Heart block can take many forms. Heart block can be classified into three levels:

  • First Degree Heart Block: Electrical signals reach the bottom chambers of the heart (ventricles) at a slower rate than typical in the first degree. This is considered mild.
  • Second Degree Heart Block: Electrical signals do not fully reach the lower chambers of the heart in the second degree. This is considered moderate.
  • Third Degree Heart Block: Electrical signals do not reach the lower chambers of the heart in the third degree. This is considered severe.


Mitral valve endocarditis (MVE): A Rare Manifestation in Lyme Disease

Mitral valve endocarditis (MVE) is a condition in which one or both mitral valve leaflets become infected. It can be caused by a variety of diseases, although the most frequent is bacterial. Lyme Disease causing Mitral Valve Endocarditis is a rare occurrence.

Infective endocarditis (IE) is one of the most common causes of acute mitral valve failure in developed countries. According to some reports, the annual prevalence of IE is 3 to 9 instances per 100,000 people, with 40% of those cases involving the mitral valve and valve failure.

Current evidence on the therapy and management strategy for MVE, on the other hand, is mixed and frequently dependent on personal experiences of doctors. As a result, clinicians have created a systematic approach to endocarditis care based on clinical, microbiological, and anatomopathological characteristics that have been shown to influence postoperative outcomes. The ultimate goal was to stratify the patients in order to aid decision-making. Doctors recommend a systematic use of a coordinated multidisciplinary strategy in the diagnostic workup of MVE and emphasise the importance of early surgical referral, especially when conditions of high-risk of embolization or clinical worsening are present despite effective antibiotic therapy.

For individuals with native valve endocarditis (NVE) or pericardial valve endocarditis (PVE), the timing of surgical correction is critical. Delaying surgery raises the risk of complications as well as the risk of operational mortality and morbidity. Unfortunately, most surgeons discover that patients with IE are only referred to cardiologists or other hospitals when medicinal therapy has failed, when patients have intractable heart failure, or when patients have had a severe stroke or multisystem organ failure. In some cases, there is a lack of understanding of the surgical challenges, the resulting complications, and the clinical course of these cases following the operation; this, combined with the difficulty in identifying the pathogen, leads to a delay in surgical referral, with patients offered surgery at a late stage in significantly compromised clinical conditions and a higher intraoperative risk. As a result, early engagement of an expert cardiac surgeon is critical in determining the optimum surgical strategy and timing for patients with MVE. For example, during the first two weeks of antibiotic therapy and in those with left-sided IE, particularly in the mitral position, the risk of stroke is much increased. Furthermore, the option of repairing rather than replacing the mitral valve can only be considered after a thorough debate among expert surgeons and echocardiologists. Because mitral valve repair has a higher long-term survival and functional prognosis than valve replacement,a multidisciplinary approach to MVE treatment is critical to its effectiveness.
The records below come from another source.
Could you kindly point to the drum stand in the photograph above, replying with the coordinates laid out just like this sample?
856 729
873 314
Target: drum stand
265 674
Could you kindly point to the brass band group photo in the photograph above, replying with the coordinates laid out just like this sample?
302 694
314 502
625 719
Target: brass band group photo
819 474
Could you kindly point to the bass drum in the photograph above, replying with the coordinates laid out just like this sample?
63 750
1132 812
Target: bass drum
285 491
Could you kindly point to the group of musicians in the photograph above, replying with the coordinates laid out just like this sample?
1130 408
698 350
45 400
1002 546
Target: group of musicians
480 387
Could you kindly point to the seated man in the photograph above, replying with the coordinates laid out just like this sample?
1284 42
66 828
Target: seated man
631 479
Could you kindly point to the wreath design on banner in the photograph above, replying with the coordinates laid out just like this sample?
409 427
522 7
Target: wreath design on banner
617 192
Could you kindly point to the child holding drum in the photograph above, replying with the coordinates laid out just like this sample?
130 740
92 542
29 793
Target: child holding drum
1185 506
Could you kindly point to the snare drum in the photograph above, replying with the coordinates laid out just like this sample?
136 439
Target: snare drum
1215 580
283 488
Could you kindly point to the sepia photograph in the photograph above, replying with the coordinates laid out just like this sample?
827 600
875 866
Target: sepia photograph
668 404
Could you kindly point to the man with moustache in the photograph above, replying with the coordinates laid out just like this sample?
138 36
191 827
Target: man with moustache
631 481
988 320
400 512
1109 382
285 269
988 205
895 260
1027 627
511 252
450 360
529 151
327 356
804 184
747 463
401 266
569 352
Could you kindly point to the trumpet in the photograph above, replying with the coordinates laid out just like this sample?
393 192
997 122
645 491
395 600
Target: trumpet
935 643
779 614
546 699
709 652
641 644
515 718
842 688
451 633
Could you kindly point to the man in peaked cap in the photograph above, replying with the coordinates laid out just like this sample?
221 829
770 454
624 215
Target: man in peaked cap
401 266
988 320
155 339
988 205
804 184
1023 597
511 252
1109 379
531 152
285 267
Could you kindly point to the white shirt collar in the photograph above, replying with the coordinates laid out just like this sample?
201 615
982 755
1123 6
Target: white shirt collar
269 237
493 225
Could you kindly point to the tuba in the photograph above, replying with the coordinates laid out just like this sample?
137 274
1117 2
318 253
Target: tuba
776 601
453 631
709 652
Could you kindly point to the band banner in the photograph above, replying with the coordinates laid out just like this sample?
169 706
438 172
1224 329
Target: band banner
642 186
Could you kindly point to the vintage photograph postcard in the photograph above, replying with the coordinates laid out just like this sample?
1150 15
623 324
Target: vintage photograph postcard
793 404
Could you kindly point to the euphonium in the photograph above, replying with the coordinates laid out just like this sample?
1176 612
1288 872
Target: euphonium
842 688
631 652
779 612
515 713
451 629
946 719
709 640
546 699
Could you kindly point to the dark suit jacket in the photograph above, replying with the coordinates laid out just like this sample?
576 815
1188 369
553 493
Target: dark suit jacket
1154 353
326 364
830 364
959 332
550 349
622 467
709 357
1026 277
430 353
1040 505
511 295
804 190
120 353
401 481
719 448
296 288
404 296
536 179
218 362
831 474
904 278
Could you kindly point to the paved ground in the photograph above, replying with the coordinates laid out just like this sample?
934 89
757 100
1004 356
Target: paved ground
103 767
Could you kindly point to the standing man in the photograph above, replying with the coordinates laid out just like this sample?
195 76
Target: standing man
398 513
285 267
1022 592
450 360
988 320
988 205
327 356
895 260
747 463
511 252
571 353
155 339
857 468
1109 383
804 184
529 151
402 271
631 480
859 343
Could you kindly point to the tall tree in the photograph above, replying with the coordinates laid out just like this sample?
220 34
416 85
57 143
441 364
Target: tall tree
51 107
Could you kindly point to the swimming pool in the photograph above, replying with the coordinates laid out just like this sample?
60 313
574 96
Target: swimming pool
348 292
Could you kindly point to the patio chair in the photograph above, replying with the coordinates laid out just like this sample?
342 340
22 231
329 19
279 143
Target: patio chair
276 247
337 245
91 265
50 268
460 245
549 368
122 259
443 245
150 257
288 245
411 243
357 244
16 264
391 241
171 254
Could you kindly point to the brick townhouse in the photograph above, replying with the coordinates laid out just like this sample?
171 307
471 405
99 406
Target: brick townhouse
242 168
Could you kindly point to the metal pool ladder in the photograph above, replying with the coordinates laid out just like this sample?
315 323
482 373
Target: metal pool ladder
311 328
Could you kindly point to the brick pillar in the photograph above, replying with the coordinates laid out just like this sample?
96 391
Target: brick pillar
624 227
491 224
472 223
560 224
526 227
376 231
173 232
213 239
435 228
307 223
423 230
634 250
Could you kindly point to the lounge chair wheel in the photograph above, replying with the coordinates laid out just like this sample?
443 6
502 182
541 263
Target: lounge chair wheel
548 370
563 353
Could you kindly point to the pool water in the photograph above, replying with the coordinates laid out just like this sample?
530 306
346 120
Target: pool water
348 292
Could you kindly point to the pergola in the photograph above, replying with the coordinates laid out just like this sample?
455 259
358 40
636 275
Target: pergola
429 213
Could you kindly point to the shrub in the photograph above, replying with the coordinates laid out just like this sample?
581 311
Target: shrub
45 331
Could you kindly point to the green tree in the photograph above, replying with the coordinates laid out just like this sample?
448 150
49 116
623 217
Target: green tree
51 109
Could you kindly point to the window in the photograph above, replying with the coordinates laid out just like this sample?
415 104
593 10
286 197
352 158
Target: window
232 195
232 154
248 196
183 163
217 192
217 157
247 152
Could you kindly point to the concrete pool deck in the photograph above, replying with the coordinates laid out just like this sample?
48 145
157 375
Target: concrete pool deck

The goal of surgery is to restore mitral valve function while avoiding the danger of bacterial embolism during infection clearance.

Conservative surgery is possible if only one leaflet or scallop is involved. Mitral valve repair aims to eliminate vegetation while restoring a normal line of coaptation on both leaflets, repair perforated leaflets, and retain the subvalvular apparatus. Excision of the vegetation, also known as vegetectomy, can be done on the leaflet's cleavage plane. The use of a pericardial patch to reinforce leaflets is preferable to direct stitching of the lesion because it avoids stress on the suture line. The extent of tissue loss determines the viability of valve repair. The best candidates are those with a minimal current illness and no valve damage. The main challenges to mitral repair are extensive anterior leaflet damage, severe lesions involving the posterior leaflet or the mitral valve commissures, and annular abscesses.